Nonlinear bias toward complex contagion in uncertain transmission settings
Guillaume St-Onge, Laurent H\'ebert-Dufresne, Antoine Allard

TL;DR
This paper demonstrates that heterogeneity in transmission risks in complex contagion models can lead to superlinear infection dynamics, which may be mistaken for true complex contagion, emphasizing the importance of accounting for heterogeneity.
Contribution
It introduces a hypergraph-based epidemic model incorporating heterogeneous transmission rates and develops a Bayesian inference framework to detect nonlinearity in contagion processes.
Findings
Ignoring heterogeneity biases models toward superlinear regimes.
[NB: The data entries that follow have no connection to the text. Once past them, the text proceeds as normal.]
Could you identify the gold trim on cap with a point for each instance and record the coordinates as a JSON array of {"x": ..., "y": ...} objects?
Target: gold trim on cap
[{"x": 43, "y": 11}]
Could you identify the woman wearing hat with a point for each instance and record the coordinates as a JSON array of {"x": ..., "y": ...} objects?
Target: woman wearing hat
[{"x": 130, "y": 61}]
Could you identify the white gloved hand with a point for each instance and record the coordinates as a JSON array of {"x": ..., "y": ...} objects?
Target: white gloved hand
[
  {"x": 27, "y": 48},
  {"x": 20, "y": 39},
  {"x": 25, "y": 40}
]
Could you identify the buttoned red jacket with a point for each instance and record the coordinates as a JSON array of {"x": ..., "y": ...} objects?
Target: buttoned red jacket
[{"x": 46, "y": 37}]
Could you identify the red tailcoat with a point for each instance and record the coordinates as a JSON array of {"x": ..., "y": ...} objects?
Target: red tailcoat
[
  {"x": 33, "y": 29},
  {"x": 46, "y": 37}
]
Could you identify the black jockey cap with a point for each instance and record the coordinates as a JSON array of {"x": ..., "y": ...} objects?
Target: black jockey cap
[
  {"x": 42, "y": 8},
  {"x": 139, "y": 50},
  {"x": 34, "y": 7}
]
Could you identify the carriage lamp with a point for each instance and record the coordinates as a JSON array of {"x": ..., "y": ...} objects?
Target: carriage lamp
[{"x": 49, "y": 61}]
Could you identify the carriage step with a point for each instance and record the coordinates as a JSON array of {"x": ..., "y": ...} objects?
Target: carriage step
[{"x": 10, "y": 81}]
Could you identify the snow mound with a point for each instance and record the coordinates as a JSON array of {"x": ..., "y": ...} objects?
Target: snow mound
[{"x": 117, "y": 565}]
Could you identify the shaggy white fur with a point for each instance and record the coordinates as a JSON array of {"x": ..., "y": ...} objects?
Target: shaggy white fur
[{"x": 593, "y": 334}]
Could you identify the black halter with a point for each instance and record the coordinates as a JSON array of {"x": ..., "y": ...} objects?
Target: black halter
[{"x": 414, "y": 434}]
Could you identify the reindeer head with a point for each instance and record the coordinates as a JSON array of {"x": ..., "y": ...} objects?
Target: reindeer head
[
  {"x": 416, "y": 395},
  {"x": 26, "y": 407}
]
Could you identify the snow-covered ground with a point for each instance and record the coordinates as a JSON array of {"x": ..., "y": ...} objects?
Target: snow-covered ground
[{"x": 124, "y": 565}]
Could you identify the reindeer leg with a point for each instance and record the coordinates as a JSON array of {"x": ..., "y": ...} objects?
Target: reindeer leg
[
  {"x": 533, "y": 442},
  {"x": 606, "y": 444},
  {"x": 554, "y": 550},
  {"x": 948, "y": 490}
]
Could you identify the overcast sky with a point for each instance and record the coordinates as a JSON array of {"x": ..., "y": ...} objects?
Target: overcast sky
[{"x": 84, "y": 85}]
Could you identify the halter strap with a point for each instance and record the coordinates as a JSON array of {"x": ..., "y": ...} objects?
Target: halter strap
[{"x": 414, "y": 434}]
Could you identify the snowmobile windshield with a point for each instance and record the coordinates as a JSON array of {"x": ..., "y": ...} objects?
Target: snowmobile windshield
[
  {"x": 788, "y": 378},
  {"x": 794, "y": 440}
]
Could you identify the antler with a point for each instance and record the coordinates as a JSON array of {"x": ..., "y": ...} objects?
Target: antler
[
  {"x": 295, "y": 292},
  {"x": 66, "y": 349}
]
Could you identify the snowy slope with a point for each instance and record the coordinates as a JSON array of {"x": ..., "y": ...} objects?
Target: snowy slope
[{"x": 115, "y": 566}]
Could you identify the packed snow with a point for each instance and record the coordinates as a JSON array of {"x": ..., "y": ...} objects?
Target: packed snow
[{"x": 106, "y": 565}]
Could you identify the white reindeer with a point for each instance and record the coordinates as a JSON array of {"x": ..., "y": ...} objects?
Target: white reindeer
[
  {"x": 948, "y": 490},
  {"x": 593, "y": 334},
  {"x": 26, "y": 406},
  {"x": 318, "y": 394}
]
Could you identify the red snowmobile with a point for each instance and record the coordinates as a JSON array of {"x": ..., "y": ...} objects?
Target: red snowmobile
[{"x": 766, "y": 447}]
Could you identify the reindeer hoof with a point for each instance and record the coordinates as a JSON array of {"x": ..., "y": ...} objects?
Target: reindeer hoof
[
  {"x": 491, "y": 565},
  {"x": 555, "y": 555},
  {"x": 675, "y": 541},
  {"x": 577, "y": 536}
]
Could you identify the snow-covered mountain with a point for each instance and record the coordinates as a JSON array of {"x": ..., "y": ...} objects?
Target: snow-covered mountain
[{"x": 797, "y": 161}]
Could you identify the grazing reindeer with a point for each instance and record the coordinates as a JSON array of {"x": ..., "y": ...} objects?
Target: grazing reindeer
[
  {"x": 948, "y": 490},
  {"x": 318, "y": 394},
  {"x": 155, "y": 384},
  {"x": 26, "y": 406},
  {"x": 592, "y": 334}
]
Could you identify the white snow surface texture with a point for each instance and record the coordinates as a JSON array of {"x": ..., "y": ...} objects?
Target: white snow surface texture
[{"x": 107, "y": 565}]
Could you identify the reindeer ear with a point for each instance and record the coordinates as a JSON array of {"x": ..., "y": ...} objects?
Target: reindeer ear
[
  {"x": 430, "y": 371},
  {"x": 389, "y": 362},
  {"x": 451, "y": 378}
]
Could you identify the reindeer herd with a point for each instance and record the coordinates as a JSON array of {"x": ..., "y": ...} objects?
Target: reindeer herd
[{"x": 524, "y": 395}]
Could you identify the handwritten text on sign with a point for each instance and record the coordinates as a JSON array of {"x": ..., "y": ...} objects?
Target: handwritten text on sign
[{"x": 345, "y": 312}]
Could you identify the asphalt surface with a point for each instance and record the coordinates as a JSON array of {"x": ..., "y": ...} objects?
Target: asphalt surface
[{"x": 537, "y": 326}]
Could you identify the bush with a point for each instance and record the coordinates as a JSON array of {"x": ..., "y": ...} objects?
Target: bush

Superlinear infection rates can emerge from simple contagions due to heterogeneity.
Misclassification risks increase if heterogeneity is not considered.
Abstract
Current epidemics in the biological and social domains are challenging the standard assumptions of mathematical contagion models. Chief among them are the complex patterns of transmission caused by heterogeneous group sizes and infection risk varying by orders of magnitude in different settings, like indoor versus outdoor gatherings in the COVID-19 pandemic or different moderation practices in social media communities. However, quantifying these heterogeneous levels of risk is difficult and most models typically ignore them. Here, we include these novel features in an epidemic model on weighted hypergraphs to capture group-specific transmission rates. We study analytically the consequences of ignoring the heterogeneous transmissibility and find an induced superlinear infection rate during the emergence of a new outbreak, even though the underlying mechanism is a simple, linear…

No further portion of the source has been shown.